I have around 120 million records using the documents structured as
{
"flink-index-deduplicated" : {
"aliases" : { },
"mappings" : {
"properties" : {
"arrayinstance" : {
"type" : "keyword"
},
"bearing" : {
"type" : "keyword",
"fields" : {
"value" : {
"type" : "integer"
}
}
},
"bearingkey" : {
"type" : "keyword"
},
"hashstring" : {
"type" : "keyword",
"fields" : {
"partial" : {
"type" : "text",
"analyzer" : "lsh"
}
}
},
"priorrepeats" : {
"type" : "integer"
},
"sample" : {
"type" : "float"
},
"sampleindex" : {
"type" : "long"
},
"sampleindexkey" : {
"type" : "keyword"
}
}
},
"settings" : {
"index" : {
"number_of_shards" : "50",
"provided_name" : "flink-index-deduplicated",
"creation_date" : "1575272478393",
"analysis" : {
"analyzer" : {
"lsh" : {
"type" : "custom",
"tokenizer" : "whitespace"
}
}
},
"number_of_replicas" : "5",
"uuid" : "kt87Sc6_QMioT8P7l861iw",
"version" : {
"created" : "7030099"
}
}
}
}
}
A 'simple' search against the index similar to
curl -XGET "http://localhost:9200/flink-index-deduplicated/_search?timeout=3600s" -H 'Content-Type: application/json' -d'
{
"query": {
"bool": {
"filter": [
{
"term": {
"bearingkey": "78"
}
}
],
"must": [
{
"match": {"hashstring.partial":
{
"query": "0-94643816497506701514649903939963618 1-69391278870828555903775170996274541 2-129885322910133729901345651957790127 3-201068757842693162898835419479653087 4-181740299751079897526468213943750395 5-51290148435458682070888217917765859 6-19835801397405244496329174930048305 7-31300816465703694250589088597757893 8-1236789379445915357049976232520579 9-1795667984052509688357405517923499 10-20517836545050008078402267208376486 11-22081425342676136780901944721533469 12-83971774049707587801836139658713761 13-1902988773762100008282105632768357 14-27414036635134105973247175816551996 15-97751889667953482648815842490650711",
"minimum_should_match": 2
}
}
}
]
}
}
}'
is taken around 20 seconds.
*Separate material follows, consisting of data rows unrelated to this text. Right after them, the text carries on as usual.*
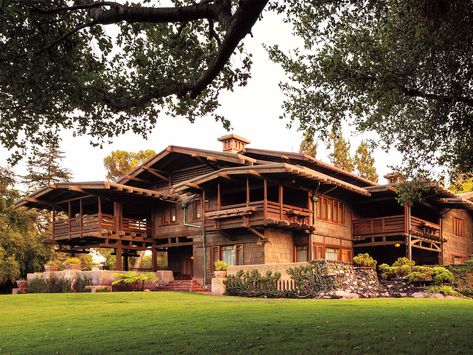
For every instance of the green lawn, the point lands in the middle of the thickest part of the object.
(173, 322)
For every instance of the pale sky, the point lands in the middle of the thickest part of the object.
(253, 111)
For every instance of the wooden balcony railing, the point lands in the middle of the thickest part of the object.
(393, 224)
(88, 225)
(259, 211)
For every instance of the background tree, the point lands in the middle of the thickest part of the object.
(340, 155)
(120, 162)
(44, 168)
(308, 145)
(364, 162)
(403, 69)
(22, 247)
(62, 67)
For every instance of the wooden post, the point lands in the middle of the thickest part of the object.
(281, 199)
(81, 224)
(407, 226)
(99, 211)
(154, 258)
(119, 256)
(69, 217)
(265, 198)
(247, 192)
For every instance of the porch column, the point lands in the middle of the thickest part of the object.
(154, 258)
(119, 256)
(407, 226)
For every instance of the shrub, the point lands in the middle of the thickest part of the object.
(364, 260)
(72, 261)
(312, 279)
(220, 265)
(133, 278)
(253, 284)
(443, 289)
(441, 275)
(81, 284)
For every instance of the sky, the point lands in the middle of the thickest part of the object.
(253, 110)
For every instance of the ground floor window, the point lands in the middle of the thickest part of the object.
(301, 253)
(231, 254)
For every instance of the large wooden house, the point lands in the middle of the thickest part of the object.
(252, 206)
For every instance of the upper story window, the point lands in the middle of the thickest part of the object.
(327, 209)
(458, 227)
(169, 215)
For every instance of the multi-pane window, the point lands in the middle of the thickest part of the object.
(231, 254)
(327, 209)
(458, 227)
(169, 215)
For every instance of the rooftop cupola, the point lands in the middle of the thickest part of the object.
(233, 143)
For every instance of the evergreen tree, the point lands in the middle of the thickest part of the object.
(308, 145)
(22, 248)
(44, 168)
(121, 162)
(340, 155)
(364, 162)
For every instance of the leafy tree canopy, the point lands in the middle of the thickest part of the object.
(364, 162)
(120, 162)
(64, 66)
(401, 68)
(308, 145)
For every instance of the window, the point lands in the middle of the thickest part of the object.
(301, 253)
(458, 227)
(327, 209)
(169, 215)
(331, 254)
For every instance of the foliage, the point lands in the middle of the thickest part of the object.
(44, 168)
(364, 162)
(384, 66)
(308, 145)
(133, 278)
(364, 260)
(253, 284)
(441, 275)
(445, 290)
(312, 279)
(22, 248)
(52, 284)
(340, 154)
(120, 162)
(64, 70)
(221, 265)
(72, 262)
(81, 283)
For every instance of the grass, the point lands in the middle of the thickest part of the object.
(173, 322)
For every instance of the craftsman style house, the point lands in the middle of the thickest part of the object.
(251, 206)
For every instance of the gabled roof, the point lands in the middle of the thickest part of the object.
(275, 168)
(311, 162)
(150, 166)
(58, 193)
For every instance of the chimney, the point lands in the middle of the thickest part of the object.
(394, 178)
(233, 143)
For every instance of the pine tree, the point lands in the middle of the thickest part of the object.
(340, 155)
(44, 168)
(308, 145)
(364, 162)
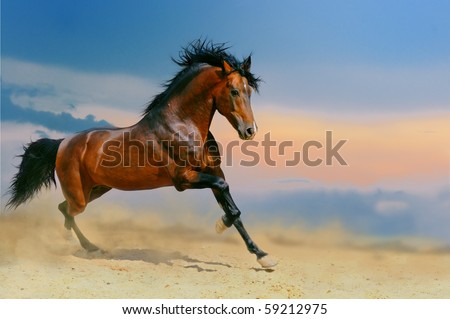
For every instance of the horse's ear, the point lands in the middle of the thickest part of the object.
(246, 65)
(226, 67)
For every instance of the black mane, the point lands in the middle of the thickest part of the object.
(202, 52)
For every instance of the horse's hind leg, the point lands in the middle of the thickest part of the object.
(69, 223)
(69, 220)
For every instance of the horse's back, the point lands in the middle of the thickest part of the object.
(116, 158)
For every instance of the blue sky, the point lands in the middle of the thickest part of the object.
(69, 65)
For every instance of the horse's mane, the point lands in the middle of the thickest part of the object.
(195, 54)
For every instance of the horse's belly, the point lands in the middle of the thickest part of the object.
(132, 178)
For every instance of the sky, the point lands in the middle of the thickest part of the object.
(374, 73)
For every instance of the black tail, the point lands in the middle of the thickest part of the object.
(36, 170)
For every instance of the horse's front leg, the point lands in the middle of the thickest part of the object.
(221, 191)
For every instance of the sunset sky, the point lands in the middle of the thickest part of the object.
(374, 73)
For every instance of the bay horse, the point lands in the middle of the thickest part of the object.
(170, 146)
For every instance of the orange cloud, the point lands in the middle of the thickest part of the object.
(376, 151)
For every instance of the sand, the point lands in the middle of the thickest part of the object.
(146, 257)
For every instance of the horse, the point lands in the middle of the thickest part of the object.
(171, 145)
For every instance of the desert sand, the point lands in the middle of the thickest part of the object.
(146, 257)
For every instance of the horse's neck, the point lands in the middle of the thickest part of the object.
(194, 104)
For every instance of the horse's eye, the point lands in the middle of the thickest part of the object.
(234, 92)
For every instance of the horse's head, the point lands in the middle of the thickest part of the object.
(232, 98)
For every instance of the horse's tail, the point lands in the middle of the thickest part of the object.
(37, 169)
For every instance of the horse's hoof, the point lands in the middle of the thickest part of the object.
(220, 226)
(267, 262)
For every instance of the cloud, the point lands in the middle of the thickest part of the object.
(63, 122)
(391, 207)
(117, 98)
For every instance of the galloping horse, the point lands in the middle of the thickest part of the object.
(170, 146)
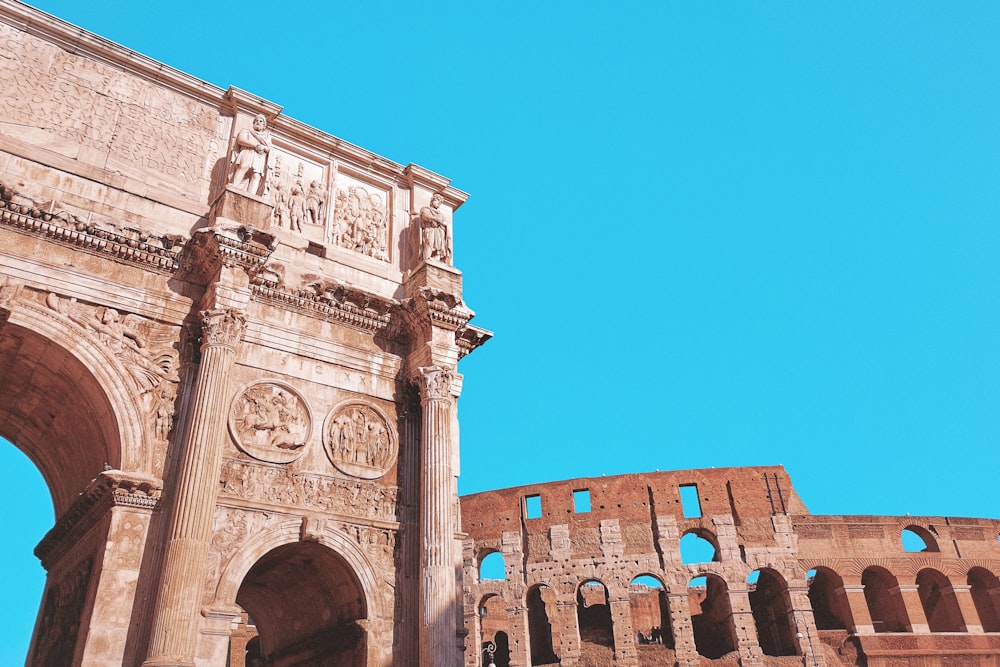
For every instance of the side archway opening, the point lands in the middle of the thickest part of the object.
(650, 611)
(772, 614)
(828, 599)
(985, 589)
(939, 602)
(597, 638)
(885, 602)
(308, 606)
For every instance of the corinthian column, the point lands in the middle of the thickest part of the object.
(438, 583)
(175, 620)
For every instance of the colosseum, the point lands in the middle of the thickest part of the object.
(230, 344)
(720, 567)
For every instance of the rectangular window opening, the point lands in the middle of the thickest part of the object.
(690, 504)
(581, 501)
(533, 507)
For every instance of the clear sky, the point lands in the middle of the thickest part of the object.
(705, 234)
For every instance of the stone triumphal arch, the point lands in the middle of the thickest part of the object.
(229, 342)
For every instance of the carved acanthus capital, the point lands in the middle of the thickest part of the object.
(434, 382)
(222, 326)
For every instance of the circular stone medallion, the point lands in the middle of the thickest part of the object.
(359, 440)
(270, 422)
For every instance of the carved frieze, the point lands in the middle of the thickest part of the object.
(60, 617)
(70, 100)
(298, 189)
(222, 326)
(359, 440)
(270, 422)
(281, 486)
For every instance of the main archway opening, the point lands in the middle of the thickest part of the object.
(22, 486)
(711, 616)
(772, 614)
(58, 431)
(308, 606)
(541, 601)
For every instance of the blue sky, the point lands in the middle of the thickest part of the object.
(705, 234)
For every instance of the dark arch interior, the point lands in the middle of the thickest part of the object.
(53, 409)
(307, 605)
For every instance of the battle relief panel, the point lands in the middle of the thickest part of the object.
(299, 190)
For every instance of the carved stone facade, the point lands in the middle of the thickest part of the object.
(213, 325)
(721, 567)
(230, 343)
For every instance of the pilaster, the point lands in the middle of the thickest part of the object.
(439, 613)
(806, 634)
(176, 616)
(686, 651)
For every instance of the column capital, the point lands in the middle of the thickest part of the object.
(435, 382)
(222, 327)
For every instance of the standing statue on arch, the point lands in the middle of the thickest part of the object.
(251, 152)
(434, 238)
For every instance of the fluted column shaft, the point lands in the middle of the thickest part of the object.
(175, 622)
(438, 590)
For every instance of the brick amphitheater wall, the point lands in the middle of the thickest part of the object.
(832, 590)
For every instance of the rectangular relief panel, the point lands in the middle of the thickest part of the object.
(362, 215)
(300, 191)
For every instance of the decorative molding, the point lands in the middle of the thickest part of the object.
(222, 326)
(111, 488)
(271, 422)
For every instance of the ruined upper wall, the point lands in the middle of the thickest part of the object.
(750, 495)
(94, 131)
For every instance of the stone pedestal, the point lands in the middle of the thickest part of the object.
(235, 205)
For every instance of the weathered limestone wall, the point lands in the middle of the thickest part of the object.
(776, 583)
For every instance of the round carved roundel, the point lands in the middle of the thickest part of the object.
(270, 422)
(359, 440)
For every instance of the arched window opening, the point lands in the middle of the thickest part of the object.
(772, 614)
(253, 657)
(711, 617)
(23, 487)
(985, 589)
(917, 539)
(695, 548)
(650, 612)
(494, 626)
(829, 600)
(597, 637)
(541, 600)
(501, 650)
(493, 567)
(885, 602)
(938, 600)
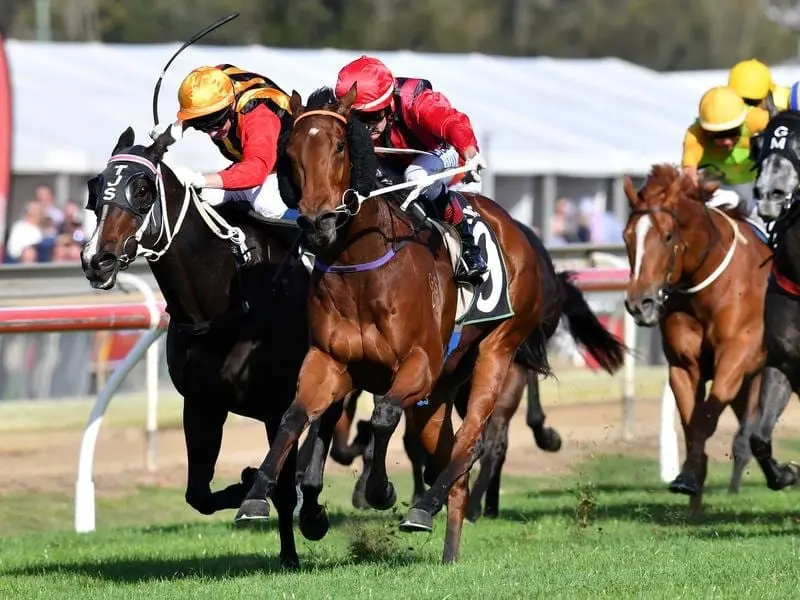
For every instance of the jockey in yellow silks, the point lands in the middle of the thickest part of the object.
(719, 143)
Is this to be expected? Or have I engineered the query badly?
The instance is spread over two USB disks each holding around 200Gb. ES has 10Gb RAM allocated on a 2.3Ghz i7 MacBook Pro. The matches are likely to be spread uniformly amongst the documents, which are identified uniquely by bearing and sampleindex. Typically a query returns up to 200 matches.
If I repeat he query the result is returned instantly, as I might expect from caching. I'm running the query against each of the sample index values for a given bearing in order, and I'm not guaranteed that the matches to successive queries will be correlated in any way. So a query on sampleindex=12345 need not cache the results for samplendex=12346, for example.
What I find most confusing is that according to the Activity Monitor readings ES is doing very little during the twenty or seconds, nor is there excessive disk IO taking place.